Market microstructure measures for detecting informed trading and quantifying price impact.

Functions

compute_vpin

compute_vpin(
    trades: DataFrame,
    bucket_volume: float,
    n_buckets: int = 50,
) -> pd.DataFrame

Compute the Volume-Synchronized Probability of Informed Trading.

Partitions cumulative trade volume into equal-sized buckets and measures the normalised buy/sell imbalance within each bucket. The trailing average of vpin over n_buckets is the headline VPIN metric.

Parameters:

Name Type Description Default
trades DataFrame

Trades with at least timestamp, price, volume, and direction columns. direction must contain "buy" or "sell" values.

required
bucket_volume float

Total volume per bucket. This is highly instrument-specific — a reasonable starting point is average daily volume / 50.

required
n_buckets int

Window length (in buckets) for the trailing VPIN average. Default is 50, following the original paper.

50

Returns:

Type Description
DataFrame

One row per completed bucket with columns:

  • bucket — zero-based bucket index
  • timestamp_start — first trade timestamp in the bucket
  • timestamp_end — last trade timestamp in the bucket
  • buy_volume — total buy volume in the bucket
  • sell_volume — total sell volume in the bucket
  • vpin|buy_volume - sell_volume| / bucket_volume
  • vpin_avg — trailing mean of vpin over n_buckets

Raises:

Type Description
ConfigError

If required columns are missing.

ObAnalyticsError

If trades is empty.

ValueError

If bucket_volume is not positive.

compute_kyle_lambda

compute_kyle_lambda(
    trades: DataFrame, window: str = "5min"
) -> KyleLambdaResult

Estimate Kyle's Lambda via OLS regression.
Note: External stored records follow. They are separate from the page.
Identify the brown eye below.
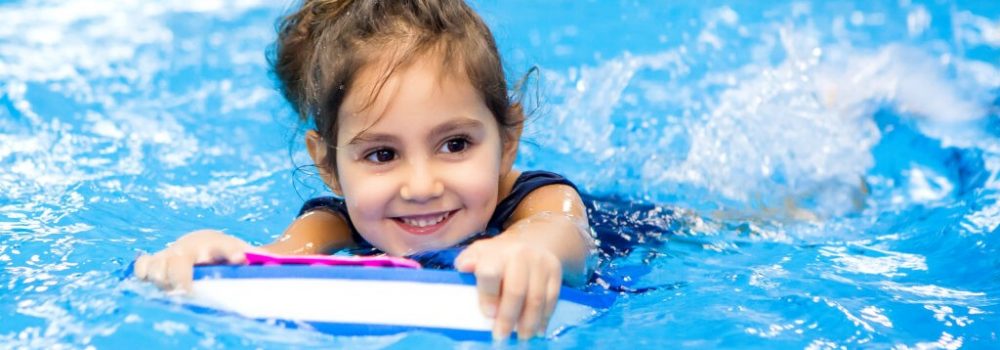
[441,138,469,153]
[365,148,396,163]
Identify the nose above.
[399,162,444,202]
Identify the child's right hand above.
[134,230,252,292]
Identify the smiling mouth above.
[392,209,458,235]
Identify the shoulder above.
[507,170,586,224]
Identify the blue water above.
[0,0,1000,349]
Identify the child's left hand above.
[455,235,562,340]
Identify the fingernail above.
[479,304,497,318]
[493,328,510,341]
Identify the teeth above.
[400,213,448,227]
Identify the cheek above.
[341,170,395,220]
[450,148,500,217]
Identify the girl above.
[135,0,594,339]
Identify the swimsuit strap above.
[486,170,577,235]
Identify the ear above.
[500,104,524,175]
[306,130,344,197]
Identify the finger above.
[199,242,246,264]
[226,242,247,265]
[455,243,481,272]
[475,259,503,318]
[517,268,549,340]
[132,254,149,280]
[166,254,194,292]
[538,272,562,336]
[493,259,528,340]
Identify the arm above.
[261,209,354,255]
[455,185,595,339]
[134,210,353,291]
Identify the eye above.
[365,148,396,164]
[439,137,470,153]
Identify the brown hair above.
[271,0,524,171]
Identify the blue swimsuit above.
[299,171,576,269]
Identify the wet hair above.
[270,0,524,172]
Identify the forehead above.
[337,55,496,144]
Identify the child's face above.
[335,59,508,255]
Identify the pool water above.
[0,0,1000,349]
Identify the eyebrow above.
[347,118,483,146]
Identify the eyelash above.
[362,135,473,165]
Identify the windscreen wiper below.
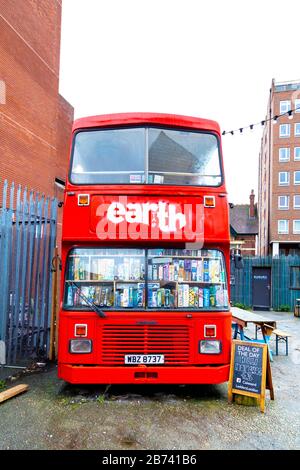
[67,281,106,318]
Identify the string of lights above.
[222,106,300,135]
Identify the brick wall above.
[0,0,73,202]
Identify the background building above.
[0,0,73,199]
[230,190,258,256]
[258,79,300,256]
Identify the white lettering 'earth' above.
[107,202,186,232]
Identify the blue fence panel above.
[231,256,300,310]
[0,181,57,363]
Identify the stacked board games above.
[65,249,228,309]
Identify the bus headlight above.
[199,339,222,354]
[70,339,92,354]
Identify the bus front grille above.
[101,324,190,365]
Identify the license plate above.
[125,354,165,364]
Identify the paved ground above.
[0,312,300,450]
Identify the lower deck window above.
[64,248,228,310]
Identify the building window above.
[278,171,290,186]
[294,194,300,209]
[290,266,300,289]
[294,147,300,160]
[280,101,291,114]
[278,196,289,210]
[293,220,300,234]
[279,124,291,137]
[295,122,300,137]
[279,147,290,162]
[294,171,300,184]
[278,220,289,234]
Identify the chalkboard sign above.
[228,340,274,412]
[232,344,264,395]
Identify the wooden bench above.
[255,324,292,356]
[272,328,292,356]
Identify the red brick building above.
[258,79,300,256]
[0,0,74,199]
[230,190,258,256]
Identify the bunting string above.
[222,106,300,135]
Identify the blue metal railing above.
[0,181,57,363]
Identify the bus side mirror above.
[230,249,244,269]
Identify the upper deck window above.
[71,127,222,186]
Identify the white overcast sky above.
[60,0,300,203]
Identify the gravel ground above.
[0,312,300,450]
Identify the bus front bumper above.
[58,364,230,384]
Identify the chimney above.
[249,189,255,219]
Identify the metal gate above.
[0,181,57,364]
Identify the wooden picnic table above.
[231,307,276,328]
[231,307,276,360]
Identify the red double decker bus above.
[58,113,231,384]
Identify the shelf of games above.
[65,248,228,310]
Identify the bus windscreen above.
[70,127,222,186]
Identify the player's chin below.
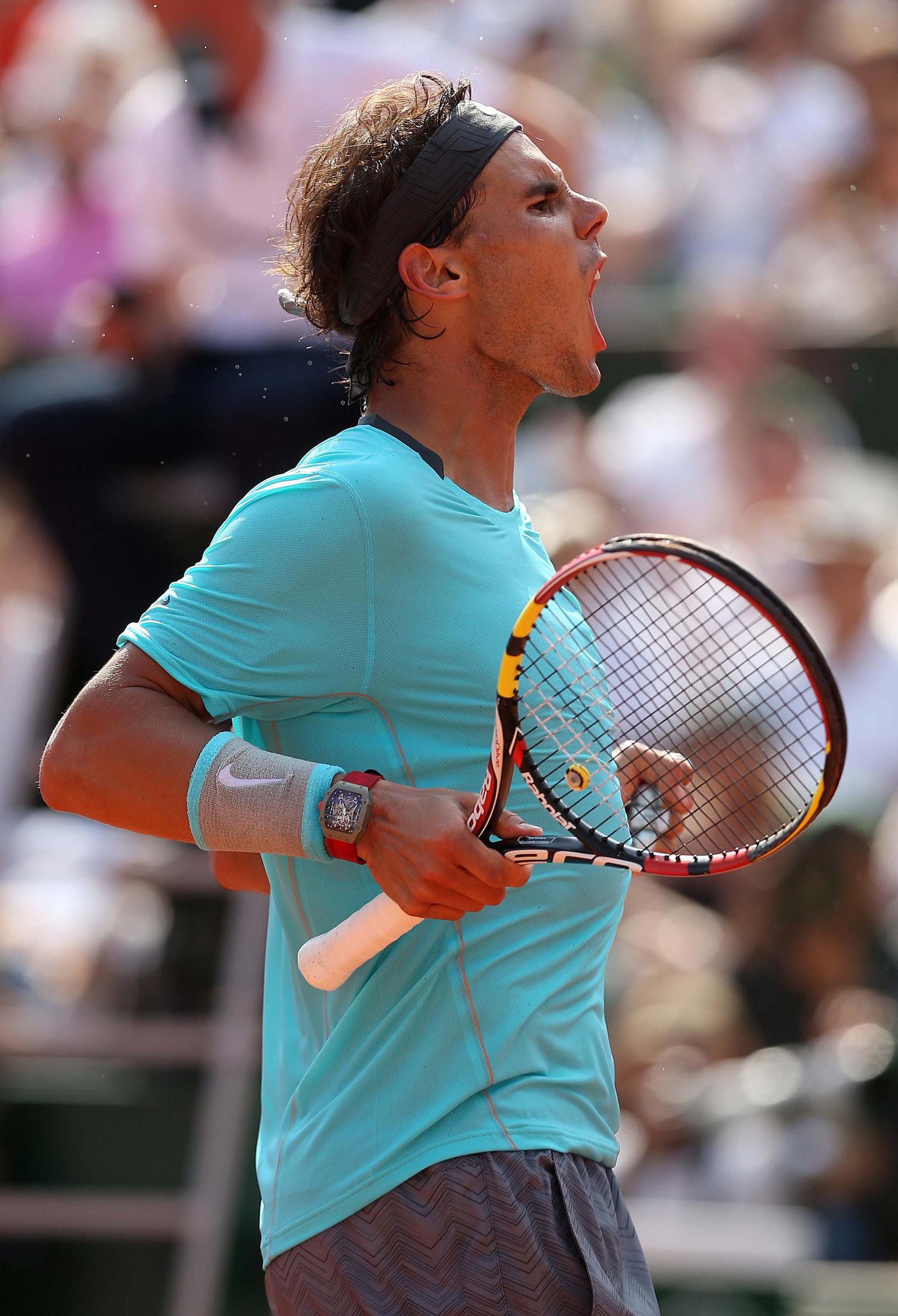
[545,351,602,398]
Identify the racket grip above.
[296,891,422,991]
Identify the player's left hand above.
[614,741,693,850]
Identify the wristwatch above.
[319,767,383,863]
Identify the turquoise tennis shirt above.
[120,421,630,1265]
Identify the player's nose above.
[576,196,609,241]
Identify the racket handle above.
[296,891,422,991]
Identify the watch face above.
[322,787,365,835]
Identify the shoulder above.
[212,425,429,557]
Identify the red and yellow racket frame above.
[468,534,847,876]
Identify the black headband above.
[278,100,521,325]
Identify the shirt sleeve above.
[119,470,371,721]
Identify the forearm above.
[41,646,339,859]
[41,674,216,841]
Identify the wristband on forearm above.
[187,732,343,859]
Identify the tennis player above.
[41,75,690,1316]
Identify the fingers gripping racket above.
[299,534,847,990]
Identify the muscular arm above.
[41,645,268,892]
[41,645,216,841]
[41,645,538,918]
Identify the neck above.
[367,354,540,512]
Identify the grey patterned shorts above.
[265,1152,658,1316]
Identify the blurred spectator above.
[793,489,898,829]
[0,0,600,692]
[768,0,898,342]
[579,295,856,555]
[652,0,866,283]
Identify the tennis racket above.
[299,534,847,990]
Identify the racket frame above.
[479,534,847,876]
[296,534,847,991]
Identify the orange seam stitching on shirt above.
[455,921,517,1152]
[265,1096,296,1252]
[265,723,312,937]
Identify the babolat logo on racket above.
[521,769,574,832]
[468,762,496,832]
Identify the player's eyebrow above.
[524,174,565,201]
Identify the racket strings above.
[536,581,793,826]
[576,555,819,789]
[519,557,826,855]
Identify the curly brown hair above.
[271,72,479,398]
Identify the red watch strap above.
[324,835,365,863]
[343,767,383,791]
[324,767,383,863]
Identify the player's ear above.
[399,242,468,301]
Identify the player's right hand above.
[355,780,541,920]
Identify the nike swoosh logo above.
[219,764,289,787]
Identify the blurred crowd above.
[0,0,898,1294]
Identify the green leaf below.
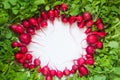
[108,41,119,48]
[33,0,46,5]
[3,0,11,9]
[113,67,120,76]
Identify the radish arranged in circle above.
[10,3,106,80]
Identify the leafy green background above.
[0,0,120,80]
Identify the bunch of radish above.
[10,3,106,80]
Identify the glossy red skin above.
[86,34,98,44]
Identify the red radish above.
[11,41,20,48]
[41,11,48,20]
[41,65,50,76]
[85,20,93,27]
[19,33,31,44]
[55,5,60,10]
[26,28,35,35]
[45,76,52,80]
[86,34,98,44]
[85,28,92,34]
[78,66,89,76]
[38,67,42,73]
[86,58,94,65]
[68,16,76,26]
[23,63,29,68]
[34,58,41,66]
[77,58,85,66]
[62,17,68,23]
[61,3,68,11]
[56,70,63,78]
[25,53,32,60]
[79,71,83,77]
[86,54,93,58]
[37,17,42,23]
[29,17,38,26]
[15,53,24,60]
[49,17,55,24]
[22,20,30,28]
[83,12,92,20]
[86,46,95,55]
[50,70,56,76]
[76,15,83,23]
[19,46,28,53]
[10,24,24,34]
[97,31,107,38]
[48,10,55,17]
[29,64,35,70]
[95,41,103,49]
[96,23,104,30]
[77,21,85,28]
[41,21,48,28]
[63,68,70,76]
[18,58,25,64]
[10,24,18,31]
[54,10,60,18]
[95,18,102,25]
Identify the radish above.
[86,46,95,55]
[54,5,60,10]
[41,11,48,20]
[25,53,32,60]
[94,18,102,25]
[96,23,104,30]
[97,31,107,38]
[19,46,28,54]
[95,41,103,49]
[86,54,93,59]
[18,58,25,64]
[19,33,31,44]
[63,68,70,76]
[11,41,20,48]
[76,15,83,23]
[48,10,55,18]
[10,24,24,34]
[62,17,68,23]
[61,3,68,11]
[15,53,24,60]
[45,76,52,80]
[23,63,29,68]
[50,70,56,76]
[41,65,50,76]
[86,34,98,44]
[54,10,60,18]
[41,21,48,28]
[38,67,42,73]
[26,28,35,35]
[34,58,41,66]
[22,20,30,28]
[68,16,76,26]
[86,58,94,65]
[85,20,93,27]
[77,21,85,28]
[85,28,92,34]
[56,70,63,78]
[29,64,35,70]
[77,58,85,66]
[83,12,92,20]
[78,66,89,76]
[10,24,18,31]
[29,17,38,26]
For each time window, computes:

  • ΔPrice = last trade price − first trade price
  • signed_volume = Σ(buy volume) − Σ(sell volume)

Then regresses ΔPrice on signed_volume across all windows. The slope (λ) measures how much the price moves per unit of net order flow — a proxy for market illiquidity and adverse selection.

Parameters:

Name Type Description Default
trades DataFrame

Trades with timestamp, price, volume, direction.

required
window str

Pandas frequency string for grouping trades. Default "5min".

'5min'

Returns:

Type Description
KyleLambdaResult

Frozen dataclass with lambda_, t_stat, r_squared, n_windows, and regression_df.

Raises:

Type Description
ConfigError

If required columns are missing.

ObAnalyticsError

If trades is empty.

order_flow_imbalance

order_flow_imbalance(
    trades: DataFrame, window: str = "1min"
) -> pd.DataFrame

Compute normalised order flow imbalance per time window.

For each window:

  • ofi = (buy_volume − sell_volume) / (buy_volume + sell_volume)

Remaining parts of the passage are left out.